Swiss Prosecutor General Michael Lauber reviewed the progress of the restitution of the former regime’s frozen assets in Swiss banks during a Saturday press conference in Cairo.
He said there are CHF 590m in frozen assets for a total of 14 accused officials, including former president Hosni Mubarak, his family, and 30 legal assistance requests were presented to the Egyptian authorities since 2011 in this regard. However procedures are taking lengthy years, mainly to prove a link between the criminal verdicts issued against the accused and the frozen assets.
“I trust the Egyptian government as far as it concerns us and that is why I am here for the second time and the team around the Egyptian attorney is very cooperative,” Lauber told Daily News Egypt.
A meeting was held with Lauber’s Egyptian counterpart Nabil Sadek later during the day to discuss next steps in the process. “[Saturday’s] meeting with my Egyptian counterpart was very fruitful and indicated there is a will to follow the legal path in returning funds,” Lauber said.
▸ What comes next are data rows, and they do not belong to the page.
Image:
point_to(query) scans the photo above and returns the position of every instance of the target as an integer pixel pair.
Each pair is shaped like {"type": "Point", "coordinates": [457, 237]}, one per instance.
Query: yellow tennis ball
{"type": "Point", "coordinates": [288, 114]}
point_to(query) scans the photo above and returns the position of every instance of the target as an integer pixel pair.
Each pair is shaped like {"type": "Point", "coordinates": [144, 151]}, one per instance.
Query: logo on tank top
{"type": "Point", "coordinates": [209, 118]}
According to Lauber, he understands that Egyptians believe that something went wrong and they want justice and need their money back but as a lawyer, he needs to prove this through court decisions since the lawyers of the defendants claimed the opposite is true.
He said the court decisions take a long time in Swiss courts as well, not only in Egypt but the complicated political situation in Egypt has also stalled the progress.
Eight judicial committees were formed since 2011 to follow up on the money smuggled to foreign private banks, including Swiss banks, but all of them failed to retain control of the funds since most of the corruption-related charges against Mubarak-regime figures have been dismissed.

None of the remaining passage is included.